11.14.2009

Home

This weekend we lugged the cats up to Kenny's parents' house in Seoul. It was an ordeal, but the kitters seem to enjoy exploring the new digs and are comfortable enough to lounge around on the furniture, displaying their soft round bellies to the ceiling.

This afternoon, on my way to Gwanghamun to meet Jennifer for some good eats, I rode my old bus. Good old blue 340 bus. And I walked against the wind past the apartment I lived in last year. And I rode the escalator down into the guts of Cheonho station. I felt like I was at home. Good grief, I thought, I only lived here for a year. But when I was there today, I knew where I was. Maybe that's what home is: knowing where you are. And somehow knowing where you are scoots a little insecurity out of the way and makes a place for you there.

I didn't live there long. But good things happened to me in this place. I discovered an entire country here. This is where Korea starts for me. Everything I learned about this country, about the people, and about myself spiders out from the 9th floor of Platinum River Apartments. And then it all doubles back into that little room where it was cried over, shouted about, and processed through. I got engaged here. I cooked horrible food in my apartment. I met my friends in the backstreets and down by the river here. Maybe that's what home is: where good things happen to you. And the good things that happen shove a little of the unfamiliarity out of the way and make a place for you there.

I've felt this sense of home before while we were spending a week or so in London at the tail end of Le Honeymoon. I just knew where I was. The place was familiar. I had only lived there a year, and not even in London at that.
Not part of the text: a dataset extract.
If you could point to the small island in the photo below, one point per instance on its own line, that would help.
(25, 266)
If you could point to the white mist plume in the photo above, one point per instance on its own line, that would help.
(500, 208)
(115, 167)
Exeter is a far cry from London. But James and Dennis were there. And perhaps that's why I felt comfortable, like I was being received into the city again. Maybe that's what home is: where the people you love make their lives. And they make small spaces in their city for you with the love in their hearts that moves some of the strangeness to the side and that pocket just opens up enough for you to slide into your place there.

I belong in Rome, Georgia, too. There are invisible footprints I fall back into every time I wind my way up the S curve on the hilltop campus of Shorter College. I learned to ask questions there. And maybe that's what home is: the place that helps you ask questions. Because asking questions seems to displace a bit of uncertainty and make room for the answer. If there is one. And when there's no answer, well, you've got a bit more elbow room to swim around in with your question.

Of course, I am at home in Tennessee. In the wood cabin with the red roof and the glowing porch lights on Poplarwood. Because when I'm there, I know where I am. And good things happened to me there. And the people I love still make their lives in that house. And it's the safest place I know of to ask hard and uncomfortable questions in.

Maybe those of us who wander aren't missing out on home so much as everyone thinks. Perhaps we're just lucky enough to have more than one.